Results

Results were obtained with back to sequences, version v0.6.5.

Benchmark on synthetic data

Results

This benchmark is reproducible by running generate_data.sh and then bench.sh in the benchs folder. Running time is given by the \usr\bin\time command, considering the real field.

Presented results were obtained on * the GenOuest platform on a node with 32 threads Xeon 2.2 GHz, denoted by “genouest” in the table below. * a MacBook, Apple M2 pro, 16 GB RAM, with 10 threads, denoted by “mac” in the table below. * AMD Ryzen 7 4.2 GHz 5800X 64 GB RAM, with 16 threads, denoted by “AMD” in the table below.

We indexed: one million kmers (exactly 995,318) of length 31. We queried: from 10,000 reads to 200 million reads (+ 1 billion on the cluster), each of length 100.

Number of reads	Time genouest	Time mac	Time AMD	max RAM
10,000	0.7s	0.54s	0.4s	0.13 GB
100,000	0.8s	0.8s	1.2s	0.13 GB
1,000,000	2.0s	3.5s	7.1s	0.13 GB
10,000,000	7.1s	11s	16s	0.13 GB
100,000,000	47s	58s	48s	0.13 GB
200,000,000	1m32s	1m52s	1m44	0.13 GB

Reproduce the benchmark

cd benchs
./generate_data.sh
./bench.sh

In case you are running out of space, you can limit the bench to a smaller number of reads by running:

cd benchs
./generate_data.sh 100000
./bench.sh 100000

This will generate and bench only 10,000 and 100,000 reads.

After running the benchmark, you may remove the generated data by running:

cd benchs
./clean.sh

Benchmark data generation details

We generated a random sequence \(s\) of size 100 million base pairs on the alphabet (\(A,C,G,T\)). From this sequence \(s\), we randomly extracted 50,000 sub-sequences each of size 50. We consider these sequences as containing the set \(K\) of \(k\)-mers to be searched.
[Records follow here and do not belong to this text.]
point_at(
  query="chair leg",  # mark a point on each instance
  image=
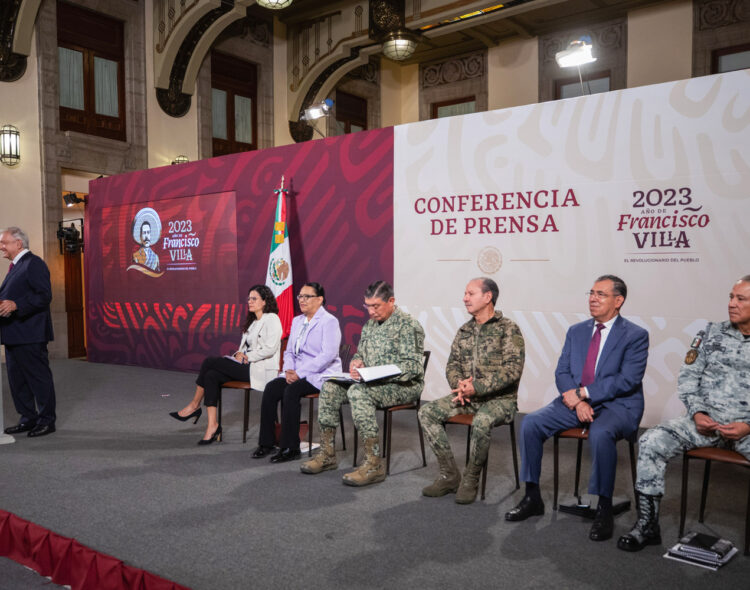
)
(468, 444)
(683, 496)
(386, 421)
(704, 491)
(555, 470)
(246, 417)
(421, 443)
(387, 424)
(579, 451)
(484, 472)
(356, 446)
(633, 472)
(515, 454)
(341, 423)
(309, 425)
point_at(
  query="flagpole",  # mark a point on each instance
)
(279, 270)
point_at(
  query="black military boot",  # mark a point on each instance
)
(646, 529)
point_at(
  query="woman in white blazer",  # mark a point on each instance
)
(256, 360)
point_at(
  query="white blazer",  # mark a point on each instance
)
(261, 343)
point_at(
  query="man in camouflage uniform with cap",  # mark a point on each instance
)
(391, 336)
(714, 385)
(483, 371)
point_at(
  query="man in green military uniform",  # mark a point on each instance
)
(483, 371)
(714, 385)
(391, 336)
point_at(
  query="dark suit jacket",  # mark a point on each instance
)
(621, 366)
(28, 285)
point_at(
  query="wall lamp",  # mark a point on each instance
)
(274, 4)
(10, 145)
(318, 110)
(577, 54)
(73, 199)
(399, 45)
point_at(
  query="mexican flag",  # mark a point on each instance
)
(279, 273)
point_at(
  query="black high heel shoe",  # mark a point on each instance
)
(214, 437)
(196, 415)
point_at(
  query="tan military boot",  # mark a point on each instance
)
(467, 491)
(372, 469)
(448, 479)
(326, 457)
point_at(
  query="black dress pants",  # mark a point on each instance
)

As we used \(k=31\), each subsequence contains \(50-31+1 = 20\) \(k\)-mers. Doing so, we consider a set of at most \(50000\times 20 = 1,000,000\) \(k\)-mers.
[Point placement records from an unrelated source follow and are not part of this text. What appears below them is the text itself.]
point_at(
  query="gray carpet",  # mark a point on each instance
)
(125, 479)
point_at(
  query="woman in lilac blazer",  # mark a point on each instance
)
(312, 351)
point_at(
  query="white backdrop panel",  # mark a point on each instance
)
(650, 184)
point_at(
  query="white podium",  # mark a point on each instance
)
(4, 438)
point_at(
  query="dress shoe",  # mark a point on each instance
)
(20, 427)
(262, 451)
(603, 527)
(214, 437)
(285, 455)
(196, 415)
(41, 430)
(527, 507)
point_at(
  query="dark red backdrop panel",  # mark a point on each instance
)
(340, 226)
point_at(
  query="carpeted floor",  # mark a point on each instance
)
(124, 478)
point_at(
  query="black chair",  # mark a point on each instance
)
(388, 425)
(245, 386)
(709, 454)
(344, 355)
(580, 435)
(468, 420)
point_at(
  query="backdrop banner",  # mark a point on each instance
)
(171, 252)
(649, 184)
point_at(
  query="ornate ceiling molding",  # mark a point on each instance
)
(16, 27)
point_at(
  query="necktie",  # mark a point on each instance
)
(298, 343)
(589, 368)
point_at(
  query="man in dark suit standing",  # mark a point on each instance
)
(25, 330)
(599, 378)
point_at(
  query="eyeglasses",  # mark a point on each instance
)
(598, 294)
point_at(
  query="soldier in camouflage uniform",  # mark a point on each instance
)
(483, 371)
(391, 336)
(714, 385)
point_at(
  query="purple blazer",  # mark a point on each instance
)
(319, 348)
We also generated six sets composed respectively of 10 thousand, 100 thousand, one million, 10 million, 100 million, and 200 million sequences, each of length 100 nucleotides. Each sequence is randomly sampled from \(s\).

Generate data for testing

You may be interested by generating a specific data set. For instance

# Generate 1 reference sequence of random length 50000 and minimum length 100
python scripts/generate_random_fasta.py 1 50000 100 ref_seq.fasta

# Extract 1000 random "reads", each of length in [100;500] from the reference sequence
python3 scripts/extract_random_sequences.py --input ref_seq.fasta --min_size 100 --max_size 500 --num 1000 --output reads.fasta

# From those reads, extract 500 random sequence containing the kmers. Those kmers are stored in sequences of length in [31;70]
python3 scripts/extract_random_sequences.py --input reads.fasta --min_size 31 --max_size 70 --num 500 --output compacted_kmers.fasta

Comparing possible alternatives

Data

We used the file composed of 100 million reads as generated by the generate_data.sh script.

We extracted its first kmer as following:

Commands

We used grep version 2.6.0, pt version 2.2.0, and ag version 2.2.0.

\usr\bin\time grep $kmer reads_100000000.fasta
\usr\bin\time pt $kmer reads_100000000.fasta
\usr\bin\time ag $kmer reads_100000000.fasta

Results

grep required 44 seconds (real field)
pt required 15 seconds (real field)
ag was stopped after 400 seconds.

Results

Benchmark on Tara ocean seawater metagenomic data

The previously proposed benchmark shows the scalability of the proposed approach. Although performed on random sequences, there is no objective reason why performance should differ on real data, regardless of the number of \(k\)-mers actually detected in the data. We verify this claim by applying back_to_sequences to real complex metagenomic sequencing data from the Tara ocean project.

We downloaded one of the Tara ocean read sets: station number 11 corresponding to a surface Mediterranean sample, downloaded from the European Nucleotide Archive, identifier ERS488262. We extracted the first 100 million reads, which are all of length 100. Using back_to_sequences we searched in these reads each of the 69 31-mers contained in its first read. On the GenOuest node, back_to_sequences enabled to retrieve all reads that contain at least one of the indexed \(k\)-mers in 5m17 with negligible RAM usage of 45MB. As expected, these scaling results are in line with the results presented in the previous Table.

Out of curiosity, we ran back_to_sequences on the full read set, composed of ~26.3 billion \(k\)-mers, and 381 million reads, again for searching the 69 \(k\)-mers contained in its first read. This operation took 20m11.